The theft of classified information by a contractor's former employee has forced the Los Alamos National Laboratory to implement a variety of tactical and strategic security policies commonly found in a private enterprise.
The lab has disabled all ports, including USB ports, on classified computers — some via physically gluing the port shut, others with locking devices or software — and has begun encrypting personal information on laptop hard drives.
Meanwhile, Jessica Lynn Quintana pleaded guilty in U.S. District Court in Albuquerque, N.M., last week. Hired by the northern New Mexico laboratory to archive classified information, Quintana faces up to one year in jail, five years of probation and a $100,000 fine.

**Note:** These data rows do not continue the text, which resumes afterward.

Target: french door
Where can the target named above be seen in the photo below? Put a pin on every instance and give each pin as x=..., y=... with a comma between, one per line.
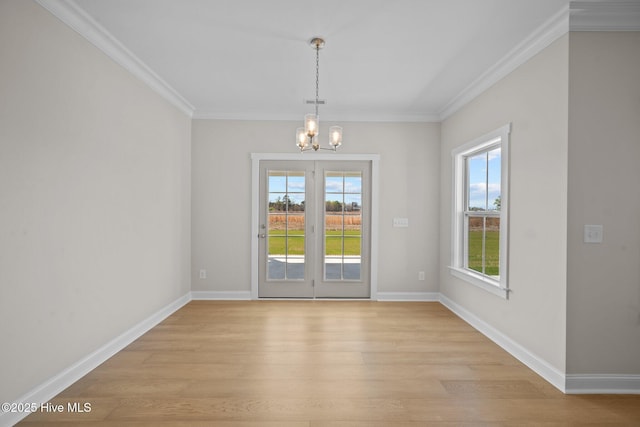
x=314, y=231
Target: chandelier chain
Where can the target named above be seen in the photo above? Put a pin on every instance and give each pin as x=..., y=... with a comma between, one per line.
x=317, y=76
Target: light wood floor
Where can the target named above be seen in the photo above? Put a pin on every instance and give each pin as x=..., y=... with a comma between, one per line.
x=323, y=363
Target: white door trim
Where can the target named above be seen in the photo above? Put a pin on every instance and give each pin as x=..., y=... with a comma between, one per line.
x=255, y=206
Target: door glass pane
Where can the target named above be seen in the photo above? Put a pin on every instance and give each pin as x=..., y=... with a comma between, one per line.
x=286, y=225
x=343, y=225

Quintana admitted in her plea that when she was working in a secure area at the lab on July 27, 2006, she printed pages of classified documents and downloaded other classified data onto a USB drive, then carried the data home in a backpack, according to the U.S. Department of Justice. The government didn't say why she took the information.

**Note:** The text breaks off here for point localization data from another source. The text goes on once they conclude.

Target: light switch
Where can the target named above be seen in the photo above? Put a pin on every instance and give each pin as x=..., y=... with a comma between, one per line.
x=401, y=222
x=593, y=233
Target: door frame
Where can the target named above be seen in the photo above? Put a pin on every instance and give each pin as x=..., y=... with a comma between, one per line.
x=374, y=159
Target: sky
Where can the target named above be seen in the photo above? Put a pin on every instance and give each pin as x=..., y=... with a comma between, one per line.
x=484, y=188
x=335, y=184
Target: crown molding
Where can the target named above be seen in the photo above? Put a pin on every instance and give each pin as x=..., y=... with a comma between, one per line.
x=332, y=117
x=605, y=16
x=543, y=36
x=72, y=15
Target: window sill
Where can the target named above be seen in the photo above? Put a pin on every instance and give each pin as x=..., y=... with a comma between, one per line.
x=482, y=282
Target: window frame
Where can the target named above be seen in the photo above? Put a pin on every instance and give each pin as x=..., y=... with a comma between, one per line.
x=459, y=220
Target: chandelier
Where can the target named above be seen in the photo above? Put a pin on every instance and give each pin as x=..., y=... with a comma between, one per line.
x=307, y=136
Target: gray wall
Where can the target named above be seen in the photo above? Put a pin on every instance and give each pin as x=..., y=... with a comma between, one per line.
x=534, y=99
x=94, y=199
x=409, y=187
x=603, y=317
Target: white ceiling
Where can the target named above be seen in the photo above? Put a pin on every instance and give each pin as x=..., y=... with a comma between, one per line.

In addition to disabling USB ports and encrypting laptop hard drives, the lab has "significantly reduced risks in both cyber- and physical security [by] reducing and consolidating classified holdings" since the theft, according to a lab spokeswoman reached by SCMagazine.com, and who requested anonymity. "All of our classified systems have been inspected and found to be compliant, and we have reduced the number of standalone classified systems by 28 percent."

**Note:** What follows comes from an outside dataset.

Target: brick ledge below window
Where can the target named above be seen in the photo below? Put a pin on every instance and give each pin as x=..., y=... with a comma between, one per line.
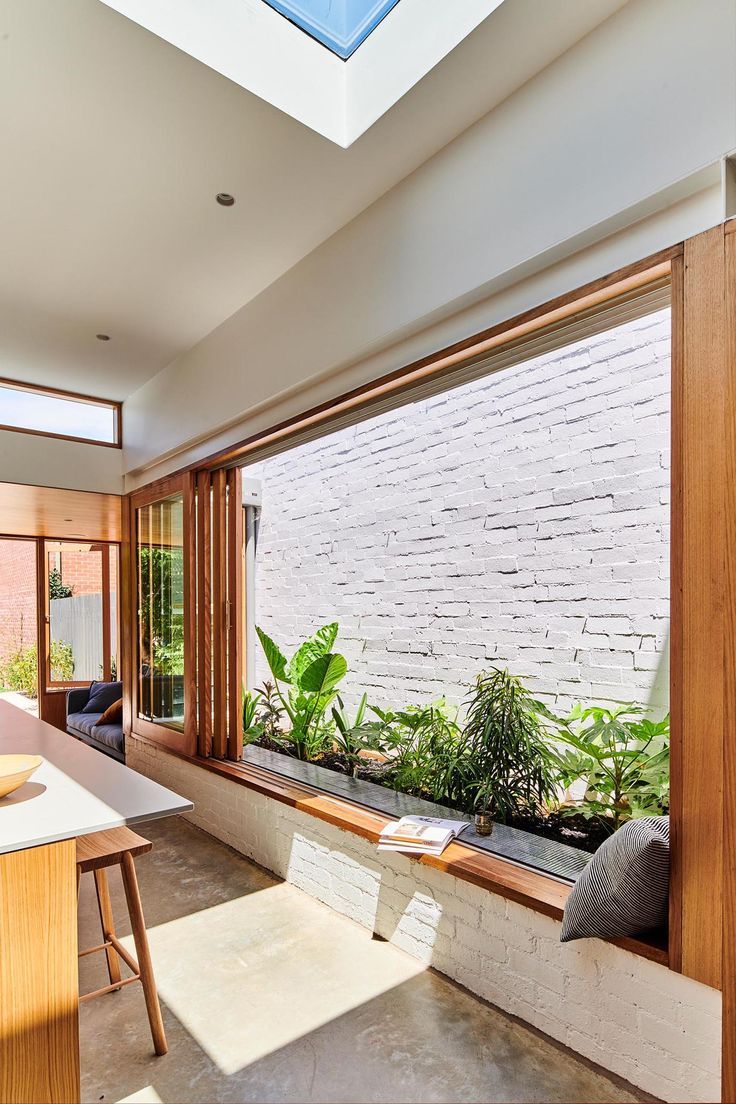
x=498, y=876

The lab also began construction on what it calls "a super vault-type room, the first of its kind," according to the spokeswoman. The vault, or data center, will allow the lab to "consolidate and uniformly control classified information managed by security professionals. By constructing additional super vault-type rooms, we'll reduce the number of classified vaults to an absolute minimum."
In addition, the lab has instituted searches "of all belongings carried by those escorted both in and out of the vaults."
In the area of policy and social engineering, the lab has "uniformly trained our information systems security officers, our ISSOs, and is hiring senior ISSOs in all key organizations to provide consistency across the laboratory," according to the spokeswoman.